Two former Harvard students have introduced Halo, smart glasses with integrated artificial intelligence that are always on and ready to assist the user. These glasses continuously listen, record, and transcribe conversations, then immediately provide relevant information to their owner.

One of the founders, Caine Ardayfio, describes them as a tool that allows users to “cheat” in real-life situations—from interviews to exams—similar to a concept previously presented by Cluely. Halo uses a microphone and display (but no camera) and relies on Google’s Gemini for reasoning and Perplexity for online information search.

The glasses operate on an open-source AI system that enables a voice assistant, secure storage of personal data, and the creation of custom voice-powered applications. The founders claim Halo is the next step in augmenting human intelligence, while critics warn it could raise serious consent and privacy issues.

Halo comes with a battery life of 14 hours, on-device data processing support, and a price of $299. By omitting a camera, the creators have bypassed many privacy concerns, allowing the glasses to be used in sensitive or public spaces where other smart glasses might be prohibited.

This device has sparked mixed reactions but clearly represents another step toward blurring the line between human memory and machine assistance.

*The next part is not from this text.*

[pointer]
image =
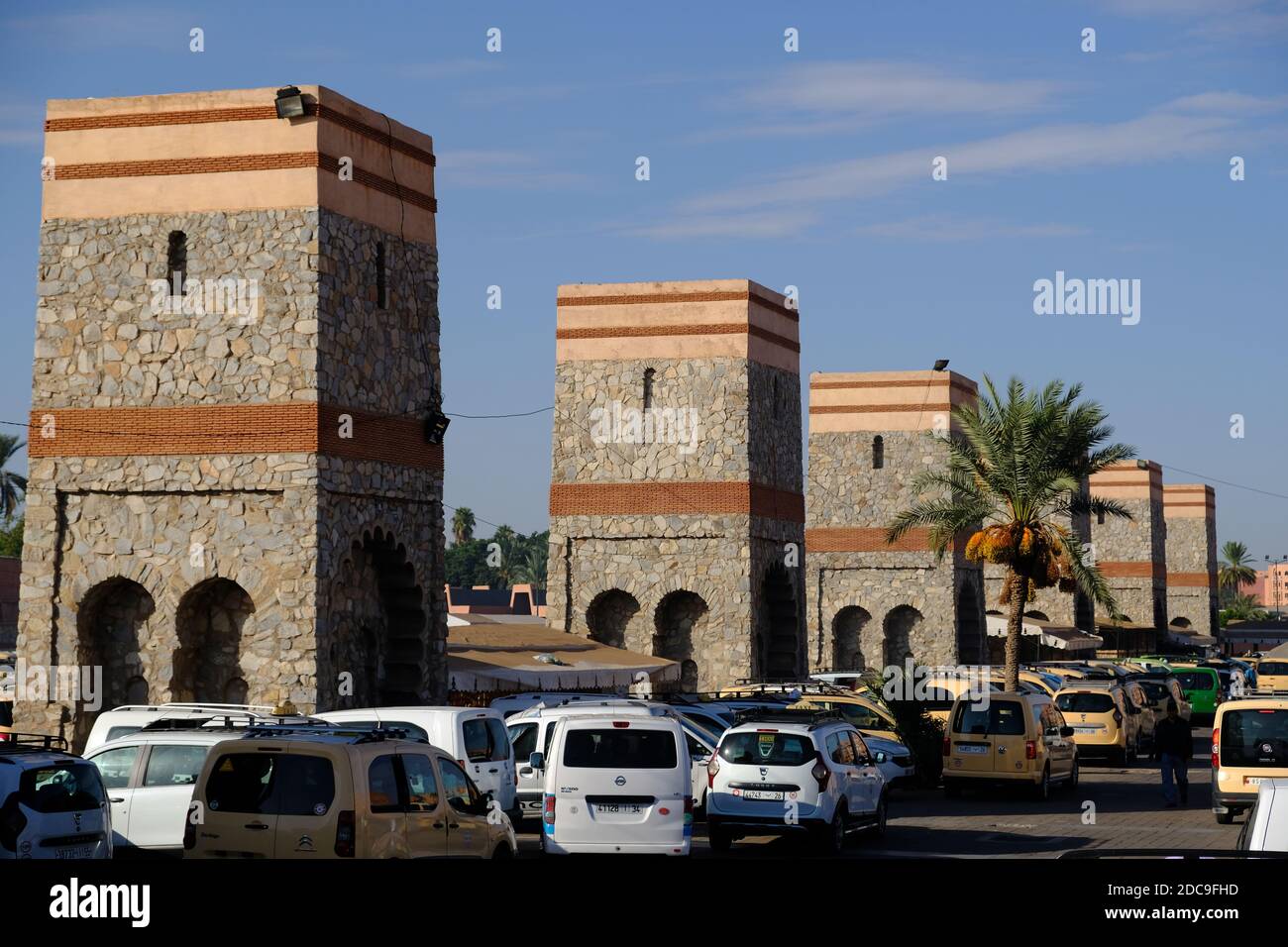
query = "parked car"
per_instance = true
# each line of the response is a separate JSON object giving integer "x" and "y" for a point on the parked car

In Brief: Tech World Highlights

  • Chinese companies are withdrawing from Nvidia H20 and turning to domestic solutions after being offended by statements from U.S. Commerce Secretary Howard Lutnick.
  • FieldAI, based in California, raised $405 million to develop foundational embodied AI models that enable humanoids and autonomous vehicles to operate in unknown environments.
  • The U.S. Navy encountered a setback in its autonomous surface vessel swarm program, according to Reuters, after two test incidents off the California coast, leaving one drone ship disabled.
  • Figure AI released a video of its humanoid Figure 02 navigating obstacles using a new movement system called the Helix walking controller.
  • Foxconn reportedly plans to unveil a humanoid with an “LLM-driven brain” this year, to be deployed in a new Houston factory producing NVIDIA GB300 servers.


AI Trending Tools:

  • Eleven Music API – Integration of high-quality music into products and workflows.
  • M3 Agent – ByteDance Seed’s multimodal agent with long-term memory.
  • Nemotron Nano 2 – Nvidia’s family of small, efficient reasoning models.